Şaşkın bakışlarımı ona çevirdiğimde dudaklarına sahte bir tebessüm zerk etti. Gözlerinde, şu an oynadığı oyunu bozmamamı, ona uyum sağlamamı emreden keskin bir ifade vardı. İstesem bu oyunu şimdi, şu an bozabileceğimi, buna cesaret edebileceğimi biliyordu. Bir an dudaklarımı aralayacak ve Aybars'ın söylediği bu yalanı bozacak oldum fakat yapmadım. Önce neden böyle bir oyun oynadığını öğrenmem gerekiyordu.

Aybars'ın yüzünden çektiğim bakışlarımı güçlükle karşımdaki kadına çevirdim.

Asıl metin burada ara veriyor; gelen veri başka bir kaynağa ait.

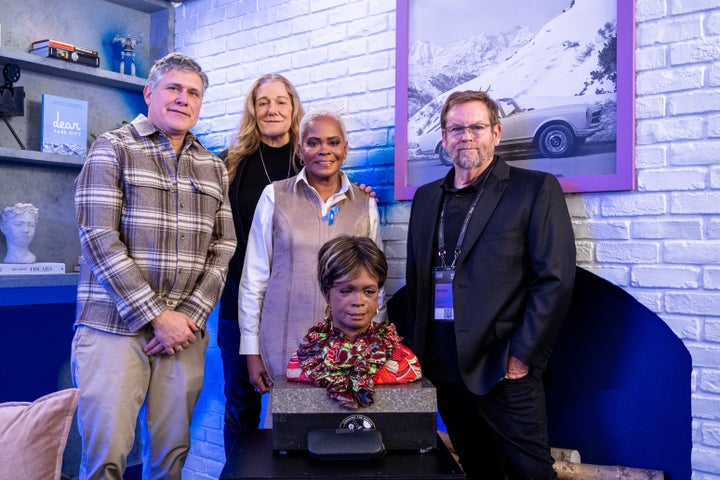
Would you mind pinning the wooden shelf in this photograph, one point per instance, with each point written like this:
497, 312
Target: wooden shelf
40, 158
61, 68
148, 6
52, 280
20, 290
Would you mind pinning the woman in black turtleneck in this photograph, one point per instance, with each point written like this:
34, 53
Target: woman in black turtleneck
265, 150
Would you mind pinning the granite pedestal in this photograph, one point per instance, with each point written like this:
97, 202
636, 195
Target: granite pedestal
405, 415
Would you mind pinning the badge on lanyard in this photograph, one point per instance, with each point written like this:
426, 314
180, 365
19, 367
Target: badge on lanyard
442, 281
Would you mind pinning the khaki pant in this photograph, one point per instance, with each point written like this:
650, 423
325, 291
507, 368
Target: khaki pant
118, 381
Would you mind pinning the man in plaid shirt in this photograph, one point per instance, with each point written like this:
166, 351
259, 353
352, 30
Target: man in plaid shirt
156, 234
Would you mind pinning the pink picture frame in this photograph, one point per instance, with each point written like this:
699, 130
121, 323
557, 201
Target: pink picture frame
604, 161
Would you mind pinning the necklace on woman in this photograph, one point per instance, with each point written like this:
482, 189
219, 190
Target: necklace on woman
262, 161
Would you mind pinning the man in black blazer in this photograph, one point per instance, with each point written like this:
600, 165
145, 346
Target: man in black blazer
490, 272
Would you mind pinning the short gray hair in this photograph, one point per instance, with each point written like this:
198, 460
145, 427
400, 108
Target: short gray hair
175, 61
322, 113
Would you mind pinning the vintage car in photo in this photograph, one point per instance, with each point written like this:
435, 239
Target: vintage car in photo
553, 131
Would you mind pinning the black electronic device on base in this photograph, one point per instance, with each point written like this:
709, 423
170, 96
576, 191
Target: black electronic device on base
12, 99
12, 102
344, 444
252, 457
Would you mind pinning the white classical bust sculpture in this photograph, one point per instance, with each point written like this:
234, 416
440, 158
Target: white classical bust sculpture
18, 223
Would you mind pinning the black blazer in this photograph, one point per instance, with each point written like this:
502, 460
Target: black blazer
513, 279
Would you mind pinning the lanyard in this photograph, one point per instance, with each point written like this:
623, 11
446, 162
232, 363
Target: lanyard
441, 226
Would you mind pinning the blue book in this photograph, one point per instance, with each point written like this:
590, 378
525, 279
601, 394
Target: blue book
64, 125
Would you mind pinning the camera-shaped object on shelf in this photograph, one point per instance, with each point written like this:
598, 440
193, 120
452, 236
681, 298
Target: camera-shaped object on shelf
12, 99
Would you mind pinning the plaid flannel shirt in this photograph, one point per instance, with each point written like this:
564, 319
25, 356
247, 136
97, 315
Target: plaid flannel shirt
156, 230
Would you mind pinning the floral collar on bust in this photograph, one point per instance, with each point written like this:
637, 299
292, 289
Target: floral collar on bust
346, 368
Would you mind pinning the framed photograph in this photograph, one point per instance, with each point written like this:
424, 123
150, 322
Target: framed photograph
561, 71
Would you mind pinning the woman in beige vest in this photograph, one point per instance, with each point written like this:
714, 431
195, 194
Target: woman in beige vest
279, 298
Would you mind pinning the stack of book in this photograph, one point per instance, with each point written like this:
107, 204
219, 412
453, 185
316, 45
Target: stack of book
65, 51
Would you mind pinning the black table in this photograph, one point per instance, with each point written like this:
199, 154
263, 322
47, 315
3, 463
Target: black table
252, 458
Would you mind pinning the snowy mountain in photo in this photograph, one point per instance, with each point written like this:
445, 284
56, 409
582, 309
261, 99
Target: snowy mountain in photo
553, 66
434, 70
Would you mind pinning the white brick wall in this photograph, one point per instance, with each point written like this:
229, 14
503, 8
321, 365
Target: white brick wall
661, 242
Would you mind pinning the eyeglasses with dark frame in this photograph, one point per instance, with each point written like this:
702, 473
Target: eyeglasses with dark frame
476, 129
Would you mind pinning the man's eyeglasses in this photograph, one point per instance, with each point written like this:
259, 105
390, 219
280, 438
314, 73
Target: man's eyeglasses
457, 131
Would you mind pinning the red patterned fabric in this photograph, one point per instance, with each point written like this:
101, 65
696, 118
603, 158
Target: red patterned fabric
349, 371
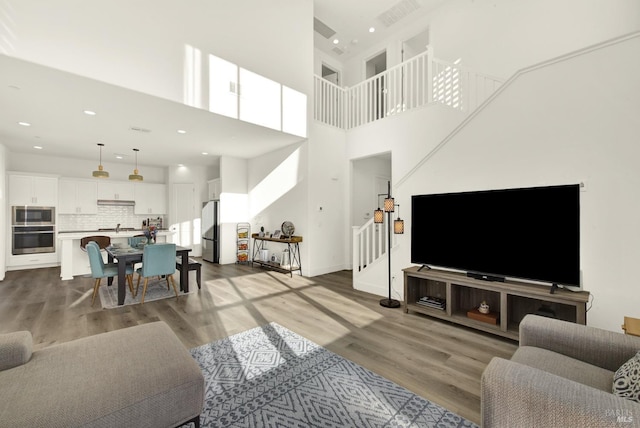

Yaşasaydı otuz sekiz yaşında bir oğlu olacak kadın, altmış yaşlarına merdiven dayamış olmalıydı ama en fazla kırk beş gibi görünüyordu. Para insanıydı işte, ne bekliyordum ki? Dinç bir yüze, dik ve kalkık omuzlara sahip, zayıf bir kadındı. Çekik, koyu kahverengi gözlerini siyah bir makyajla çerçevelemiş, bakışlarını daha keskin bir hale getirmişti. Dudakları tıpkı Aybars'ınkiler gibiydi; koyu fakat çarpıcı, düzgün ve biçimli. Saçları kendi rengi olamazdı, oldukça açık bir kahveye boyanıp omuzları hizasına bırakılmıştı. Sivri ve düzgün bir çene hattı, uzun ve normal bir burnu vardı.

Tıpkı oğlu gibi, insanı bakışlarıyla öldürebilecek etkiye sahipti.

Aybars'ın annesine benzediği gerçeğini inkâr edemeyecektim. Ailecek güzel genlere sahip olmaları ciğerlerinin peş para etmediği gerçeğini değiştirmiyordu. Savaş Kıratlı da annesine benziyordu, henüz Kartal'ı görememiştim fakat içlerinde görünüş olarak en farklı olan Renan'dı. Sanırım Renan, vefat etmiş olan babalarına benziyordu.